7.コップにエタノール10~20mL入れ、そこに黒くなった感熱紙を入れます。
※あまり色がでなかったら、お酢を加えてみましょう。
8.これにアンモニア水を加えると、色が消えます。
※つまり、エタノールに感熱紙の色を変える成分がとけてしまったので、もとの紙はもう熱しても黒くなりません。
9.新しい感熱紙に黄色の油性ペンやマニキュア除光液で字を書いてみましょう。
※水性ペンだとうまくいきません。
感熱紙の発色の仕組み
感熱紙には、酸とふれると黒くなる性質を持つロイコ色素と、酸性の化合物である顕色剤が、紙の表面に塗ってあります。このときは、どちらも固体の別々の粒でいるので、両者はふれあわず、色が出ません。ところが、プリンターの感熱ヘッドなど熱いものが感熱紙にふれると、その部分のロイコ染料と顕色剤が熱でとけて反応し、黒くなります。

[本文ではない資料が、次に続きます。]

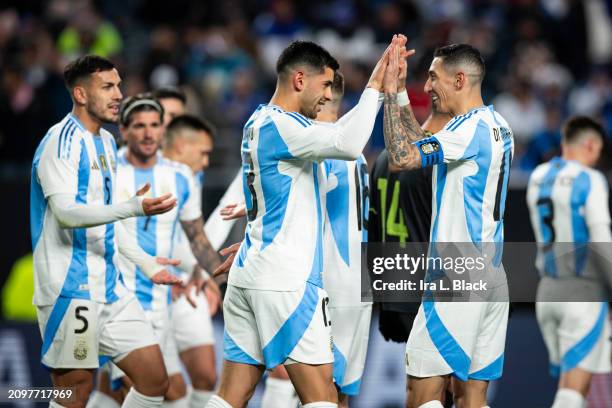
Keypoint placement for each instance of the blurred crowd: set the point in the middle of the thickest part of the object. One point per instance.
(546, 59)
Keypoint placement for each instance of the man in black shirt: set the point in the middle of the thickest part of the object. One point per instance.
(400, 211)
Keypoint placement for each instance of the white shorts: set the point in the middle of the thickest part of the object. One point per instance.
(265, 327)
(191, 327)
(577, 334)
(466, 339)
(81, 333)
(163, 335)
(351, 332)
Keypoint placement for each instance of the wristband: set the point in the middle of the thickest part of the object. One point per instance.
(402, 98)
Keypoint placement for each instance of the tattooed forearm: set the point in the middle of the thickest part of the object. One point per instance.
(200, 245)
(412, 127)
(403, 154)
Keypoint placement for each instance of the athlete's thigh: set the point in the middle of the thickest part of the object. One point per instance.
(70, 331)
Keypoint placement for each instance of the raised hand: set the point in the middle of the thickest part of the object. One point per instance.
(392, 72)
(158, 205)
(376, 79)
(164, 277)
(403, 64)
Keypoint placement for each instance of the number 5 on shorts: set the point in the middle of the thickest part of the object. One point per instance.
(78, 316)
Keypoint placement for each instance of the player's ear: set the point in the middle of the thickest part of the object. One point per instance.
(460, 79)
(79, 95)
(298, 79)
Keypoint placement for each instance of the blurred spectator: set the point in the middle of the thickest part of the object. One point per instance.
(87, 32)
(545, 144)
(522, 110)
(18, 291)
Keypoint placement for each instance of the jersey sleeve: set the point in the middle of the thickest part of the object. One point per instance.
(60, 161)
(596, 209)
(318, 141)
(188, 196)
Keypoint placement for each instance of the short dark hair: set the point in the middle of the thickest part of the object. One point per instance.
(574, 127)
(189, 122)
(83, 67)
(139, 103)
(305, 53)
(462, 54)
(170, 92)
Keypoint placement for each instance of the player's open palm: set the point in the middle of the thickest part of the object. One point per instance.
(164, 277)
(157, 205)
(233, 211)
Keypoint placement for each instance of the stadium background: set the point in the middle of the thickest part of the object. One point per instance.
(546, 59)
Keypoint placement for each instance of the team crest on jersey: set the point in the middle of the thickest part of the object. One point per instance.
(103, 162)
(80, 349)
(430, 147)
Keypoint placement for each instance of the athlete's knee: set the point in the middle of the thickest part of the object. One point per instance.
(153, 384)
(177, 388)
(203, 377)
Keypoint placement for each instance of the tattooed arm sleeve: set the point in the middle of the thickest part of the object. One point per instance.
(400, 130)
(200, 245)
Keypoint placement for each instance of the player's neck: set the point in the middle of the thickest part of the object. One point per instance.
(285, 100)
(91, 124)
(139, 161)
(573, 154)
(465, 104)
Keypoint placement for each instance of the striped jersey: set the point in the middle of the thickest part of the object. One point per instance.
(282, 183)
(473, 154)
(80, 262)
(347, 208)
(566, 200)
(155, 234)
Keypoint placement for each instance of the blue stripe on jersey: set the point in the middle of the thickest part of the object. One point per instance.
(55, 319)
(38, 204)
(244, 248)
(182, 190)
(491, 372)
(315, 276)
(65, 129)
(446, 344)
(68, 148)
(275, 186)
(76, 278)
(338, 207)
(499, 228)
(289, 334)
(546, 212)
(576, 354)
(109, 236)
(352, 388)
(146, 228)
(474, 186)
(580, 232)
(441, 170)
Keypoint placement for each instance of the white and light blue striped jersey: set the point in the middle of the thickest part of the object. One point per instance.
(347, 208)
(473, 154)
(80, 262)
(155, 234)
(283, 188)
(566, 200)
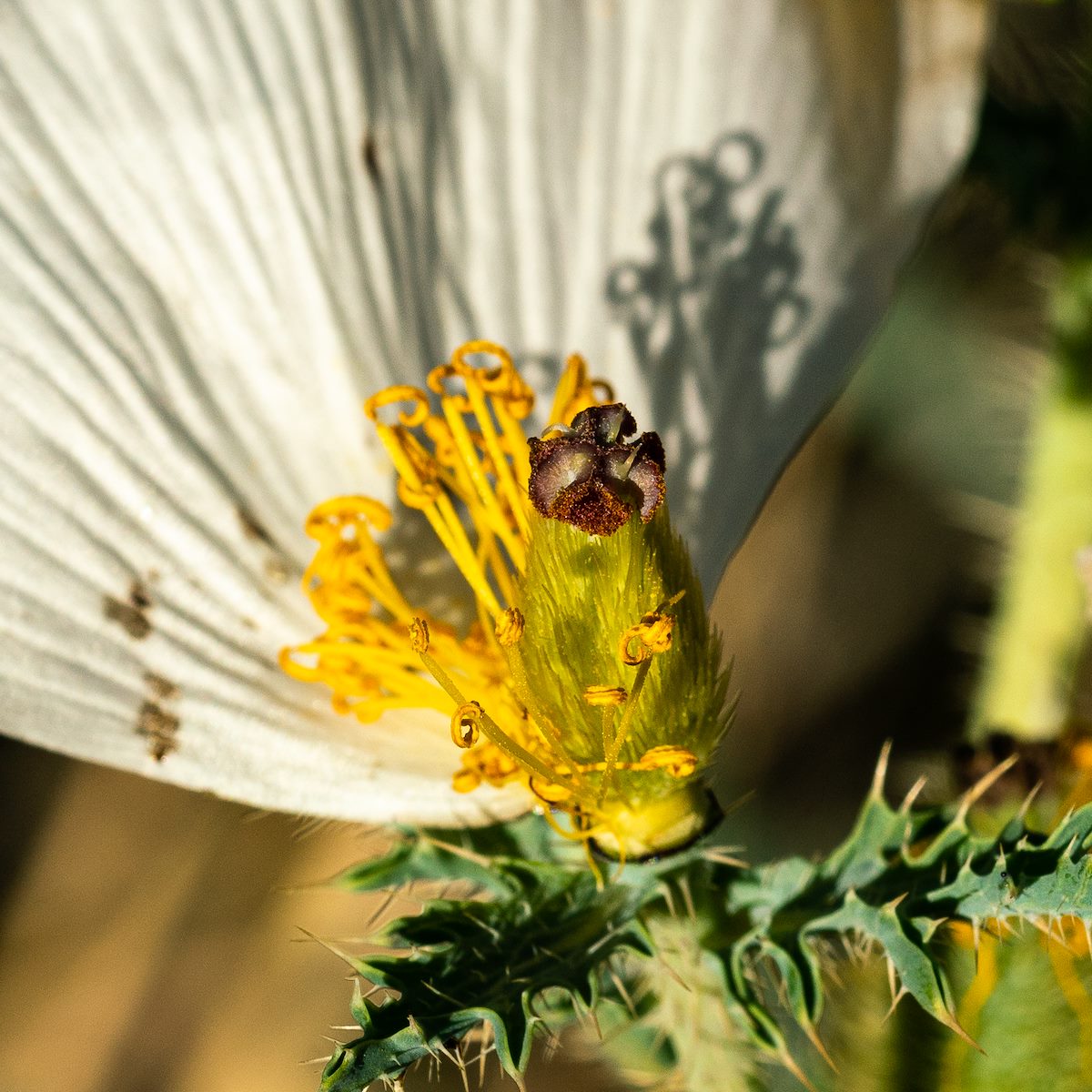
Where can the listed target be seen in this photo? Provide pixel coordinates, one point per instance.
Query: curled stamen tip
(652, 634)
(549, 793)
(511, 627)
(677, 762)
(419, 634)
(605, 694)
(465, 725)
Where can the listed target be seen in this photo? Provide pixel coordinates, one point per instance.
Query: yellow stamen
(462, 459)
(605, 696)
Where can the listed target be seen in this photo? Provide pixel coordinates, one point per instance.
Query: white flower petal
(709, 199)
(222, 224)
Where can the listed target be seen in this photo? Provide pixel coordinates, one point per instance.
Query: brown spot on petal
(159, 727)
(369, 153)
(130, 614)
(592, 479)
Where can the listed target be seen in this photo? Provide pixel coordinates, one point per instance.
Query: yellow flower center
(465, 467)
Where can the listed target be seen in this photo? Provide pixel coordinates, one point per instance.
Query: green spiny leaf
(469, 962)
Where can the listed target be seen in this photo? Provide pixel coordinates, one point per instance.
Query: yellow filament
(651, 634)
(465, 724)
(606, 696)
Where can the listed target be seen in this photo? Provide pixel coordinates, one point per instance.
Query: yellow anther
(419, 634)
(410, 418)
(605, 694)
(576, 391)
(465, 725)
(677, 762)
(549, 793)
(652, 634)
(509, 627)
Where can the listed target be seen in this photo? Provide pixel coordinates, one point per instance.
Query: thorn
(981, 786)
(809, 1030)
(672, 973)
(880, 775)
(622, 992)
(683, 883)
(949, 1021)
(913, 794)
(722, 855)
(1022, 814)
(458, 851)
(670, 899)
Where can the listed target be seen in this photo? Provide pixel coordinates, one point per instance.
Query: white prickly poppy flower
(224, 224)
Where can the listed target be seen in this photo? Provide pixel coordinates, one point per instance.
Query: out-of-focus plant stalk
(1035, 652)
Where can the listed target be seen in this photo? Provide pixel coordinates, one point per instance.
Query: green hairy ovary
(580, 594)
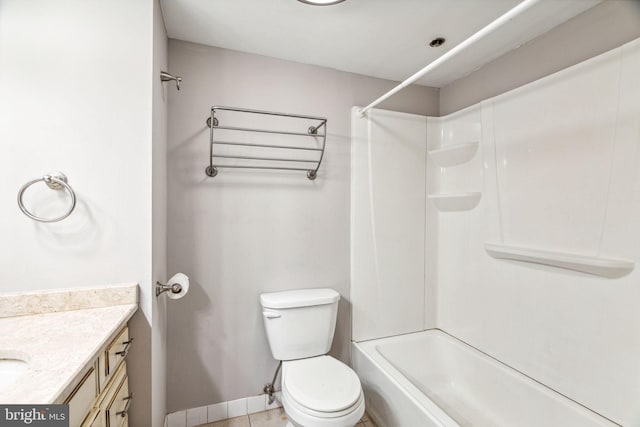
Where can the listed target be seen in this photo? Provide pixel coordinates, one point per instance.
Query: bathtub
(431, 379)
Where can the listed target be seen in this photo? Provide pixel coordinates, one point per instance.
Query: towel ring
(55, 181)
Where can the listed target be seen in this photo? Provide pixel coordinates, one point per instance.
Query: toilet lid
(322, 384)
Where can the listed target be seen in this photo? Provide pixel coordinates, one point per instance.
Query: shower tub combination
(431, 379)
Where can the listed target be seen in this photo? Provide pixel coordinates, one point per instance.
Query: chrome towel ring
(55, 181)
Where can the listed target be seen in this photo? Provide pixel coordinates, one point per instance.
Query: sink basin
(10, 371)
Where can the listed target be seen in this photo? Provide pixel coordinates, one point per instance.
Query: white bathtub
(431, 379)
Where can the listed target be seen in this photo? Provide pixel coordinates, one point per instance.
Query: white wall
(76, 97)
(387, 223)
(597, 30)
(558, 171)
(243, 233)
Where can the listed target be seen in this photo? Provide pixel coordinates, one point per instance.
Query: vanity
(69, 347)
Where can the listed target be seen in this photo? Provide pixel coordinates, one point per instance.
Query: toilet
(317, 390)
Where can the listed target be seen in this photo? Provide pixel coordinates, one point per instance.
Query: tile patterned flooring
(271, 418)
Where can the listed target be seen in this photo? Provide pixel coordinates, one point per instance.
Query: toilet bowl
(321, 392)
(317, 390)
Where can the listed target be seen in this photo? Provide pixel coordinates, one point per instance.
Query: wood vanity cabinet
(102, 397)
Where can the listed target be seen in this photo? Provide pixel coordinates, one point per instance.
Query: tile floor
(271, 418)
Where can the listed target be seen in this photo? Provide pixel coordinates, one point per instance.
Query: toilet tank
(300, 323)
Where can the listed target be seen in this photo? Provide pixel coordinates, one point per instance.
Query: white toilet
(317, 390)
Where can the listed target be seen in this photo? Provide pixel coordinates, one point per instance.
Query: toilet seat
(321, 384)
(321, 392)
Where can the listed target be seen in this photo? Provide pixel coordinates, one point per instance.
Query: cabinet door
(118, 407)
(95, 418)
(113, 356)
(82, 397)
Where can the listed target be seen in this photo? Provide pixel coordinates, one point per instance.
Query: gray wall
(243, 233)
(158, 366)
(602, 28)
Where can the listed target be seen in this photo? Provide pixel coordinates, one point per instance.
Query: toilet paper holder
(175, 288)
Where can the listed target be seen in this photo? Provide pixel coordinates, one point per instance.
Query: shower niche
(453, 145)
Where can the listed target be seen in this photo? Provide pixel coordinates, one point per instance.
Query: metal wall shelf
(273, 154)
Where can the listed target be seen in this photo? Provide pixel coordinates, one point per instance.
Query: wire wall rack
(283, 141)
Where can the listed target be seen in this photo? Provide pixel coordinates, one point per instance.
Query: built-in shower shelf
(455, 154)
(448, 202)
(605, 267)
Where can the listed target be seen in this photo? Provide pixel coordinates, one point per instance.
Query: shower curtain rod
(521, 7)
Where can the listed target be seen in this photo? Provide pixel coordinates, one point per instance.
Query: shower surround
(550, 167)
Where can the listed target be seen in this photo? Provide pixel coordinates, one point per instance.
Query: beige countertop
(59, 346)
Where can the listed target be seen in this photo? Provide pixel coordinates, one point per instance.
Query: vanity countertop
(59, 348)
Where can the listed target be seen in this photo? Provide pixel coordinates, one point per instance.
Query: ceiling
(380, 38)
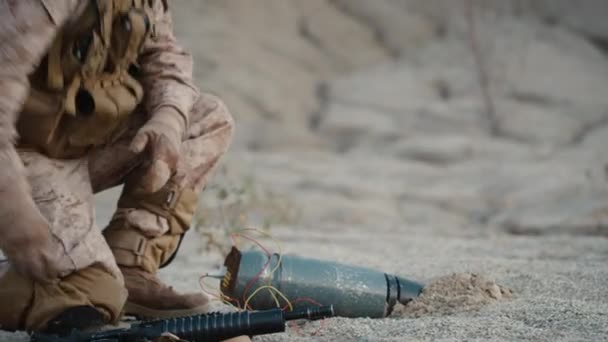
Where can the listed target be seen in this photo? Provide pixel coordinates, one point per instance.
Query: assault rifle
(198, 328)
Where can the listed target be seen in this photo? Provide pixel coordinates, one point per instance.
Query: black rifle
(198, 328)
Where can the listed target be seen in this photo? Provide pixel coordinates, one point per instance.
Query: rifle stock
(198, 328)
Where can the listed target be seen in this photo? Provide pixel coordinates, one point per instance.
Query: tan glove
(160, 138)
(25, 237)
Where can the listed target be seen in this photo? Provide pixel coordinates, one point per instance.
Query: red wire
(259, 274)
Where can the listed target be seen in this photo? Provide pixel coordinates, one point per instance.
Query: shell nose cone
(408, 290)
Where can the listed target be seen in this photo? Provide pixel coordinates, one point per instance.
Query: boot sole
(142, 312)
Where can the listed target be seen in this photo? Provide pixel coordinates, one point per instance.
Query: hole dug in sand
(459, 292)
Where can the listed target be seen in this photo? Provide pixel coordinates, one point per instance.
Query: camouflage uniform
(146, 229)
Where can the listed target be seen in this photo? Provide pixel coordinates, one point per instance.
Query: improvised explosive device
(353, 291)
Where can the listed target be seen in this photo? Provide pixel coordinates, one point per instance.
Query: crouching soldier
(93, 94)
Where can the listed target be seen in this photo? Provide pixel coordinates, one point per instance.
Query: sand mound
(454, 293)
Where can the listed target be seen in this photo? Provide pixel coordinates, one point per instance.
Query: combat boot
(140, 255)
(149, 297)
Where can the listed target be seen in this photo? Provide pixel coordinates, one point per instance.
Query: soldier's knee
(29, 305)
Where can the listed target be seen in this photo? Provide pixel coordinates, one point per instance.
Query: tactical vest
(86, 87)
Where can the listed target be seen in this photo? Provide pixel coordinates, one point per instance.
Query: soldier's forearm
(17, 203)
(167, 70)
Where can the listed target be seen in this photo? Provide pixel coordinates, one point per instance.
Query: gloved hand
(28, 246)
(160, 138)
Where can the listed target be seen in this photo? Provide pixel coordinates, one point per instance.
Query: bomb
(252, 276)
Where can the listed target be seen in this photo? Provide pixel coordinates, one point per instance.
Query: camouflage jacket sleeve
(27, 28)
(166, 68)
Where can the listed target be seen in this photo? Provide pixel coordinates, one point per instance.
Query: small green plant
(236, 202)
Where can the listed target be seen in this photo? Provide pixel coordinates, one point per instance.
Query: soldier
(94, 94)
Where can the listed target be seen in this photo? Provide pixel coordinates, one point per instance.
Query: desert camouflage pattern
(63, 190)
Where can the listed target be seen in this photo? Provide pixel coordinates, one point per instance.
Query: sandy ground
(378, 170)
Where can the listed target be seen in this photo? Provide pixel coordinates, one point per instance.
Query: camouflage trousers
(63, 189)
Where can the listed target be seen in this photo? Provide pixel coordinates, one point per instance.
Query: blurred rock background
(421, 137)
(434, 112)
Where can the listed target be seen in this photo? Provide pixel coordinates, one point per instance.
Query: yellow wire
(271, 288)
(274, 269)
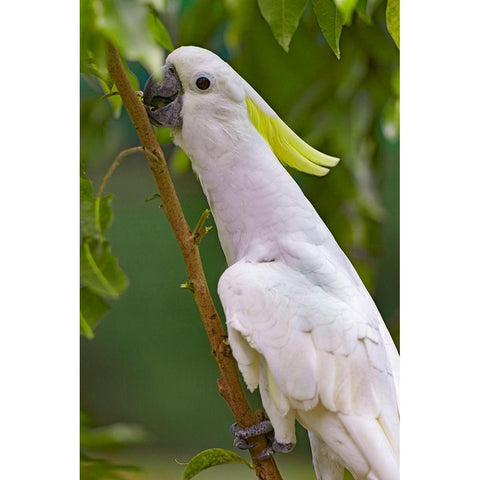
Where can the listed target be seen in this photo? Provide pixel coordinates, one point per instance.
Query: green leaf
(283, 17)
(160, 32)
(125, 23)
(92, 309)
(330, 21)
(346, 8)
(99, 469)
(95, 212)
(393, 20)
(180, 162)
(210, 458)
(99, 269)
(115, 435)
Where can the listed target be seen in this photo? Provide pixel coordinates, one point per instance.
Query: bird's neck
(254, 200)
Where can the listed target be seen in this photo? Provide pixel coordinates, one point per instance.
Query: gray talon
(260, 428)
(282, 447)
(266, 453)
(242, 444)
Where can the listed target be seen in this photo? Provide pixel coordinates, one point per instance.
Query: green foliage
(105, 438)
(100, 274)
(393, 20)
(283, 16)
(211, 458)
(330, 22)
(134, 28)
(99, 469)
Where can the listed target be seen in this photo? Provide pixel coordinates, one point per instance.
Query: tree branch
(229, 383)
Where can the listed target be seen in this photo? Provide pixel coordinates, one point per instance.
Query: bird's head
(196, 81)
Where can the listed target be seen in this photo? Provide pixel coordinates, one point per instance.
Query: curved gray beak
(163, 100)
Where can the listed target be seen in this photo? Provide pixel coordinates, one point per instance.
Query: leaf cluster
(100, 276)
(283, 16)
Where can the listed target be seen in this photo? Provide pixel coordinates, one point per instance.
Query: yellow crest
(287, 146)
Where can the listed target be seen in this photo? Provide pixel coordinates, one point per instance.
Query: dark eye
(202, 83)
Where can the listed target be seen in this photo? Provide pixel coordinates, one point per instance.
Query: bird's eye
(202, 83)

アルコールはこれらの成分を溶かすことができるので、アルコールに感熱紙を入れると、感熱紙に塗られたロイコ染料や顕色剤が溶け出して反応し、黒い液になります。
感熱紙の進化
ロイコ染料と顕色剤が反応してロイコ染料が黒くなるわけですが、この反応は、時間の経過や、アルコールなどの薬品の接触によりロイコ染料と顕色剤が離れて色が消えてしまうことがあります。また、消しゴムや粘着テープにふれると変色することがあります。これらの欠点を改善した高保存タイプの感熱紙も作られています。